Troncos negros, janelas sólidas. Tudo o que se referia ao chalé parecia
sólido e impenetrável. Harry perguntou-se se seria possível entrar pela
chaminé de aparência imponente, mas rejeitou a ideia. Desceu o carreiro. A
chuva dos últimos dias tinha amolecido a terra, mas era-lhe fácil imaginar os
pés pequenos e pernas nuas de crianças a correrem pelo carreiro banhado pelo
sol de Verão, a caminho da praia situada atrás das rochas amaciadas pelo mar.
Parou e fechou os olhos. Até ouvir o som.
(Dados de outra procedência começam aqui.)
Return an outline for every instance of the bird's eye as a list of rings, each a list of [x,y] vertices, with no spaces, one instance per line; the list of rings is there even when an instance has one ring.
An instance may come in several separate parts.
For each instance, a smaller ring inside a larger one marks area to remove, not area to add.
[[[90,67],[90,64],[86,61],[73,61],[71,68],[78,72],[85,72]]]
O zumbido de insectos, o
murmurar da erva alta a ondular na brisa, um rádio distante e uma música que
flutuava ao vento, e, vindos da praia, os gritos animados das crianças. Tinha
dez anos e dirigira-se, desajeitado, até à mercearia para comprar pão e leite.
As pequenas pedras enterravam-se-lhe nas solas dos pés, mas ele cerrara os
dentes porque naquele Verão decidira-se a endurecer os pés para poder correr
descalço com Øystein quando voltasse a casa. Ao regressar, o pesado saco de
compras parecia pressioná-lo mais profundamente no carreiro de cascalho;
parecia-lhe estar a andar sobre carvões em brasa. Focou a sua atenção em algo
um pouco mais à frente – uma grande pedra ou folha – e disse a si mesmo que
tinha apenas de chegar até ali, que não era longe. Quando por fim chegou a
casa, uma hora e meia depois, o leite estava entornado e a mãe ficou zangada.
Harry abriu os olhos. Nuvens cinzentas corriam pelo céu.
Encontrou rastos de pneus na erva castanha ao lado do carreiro. As
impressões profundas e irregulares sugeriam que fora um veículo pesado com
pneus todo-o-terreno, um Land Rover ou qualquer coisa parecida. Com toda a
chuva que caíra nas últimas semanas, os rastos não deviam ser muito antigos.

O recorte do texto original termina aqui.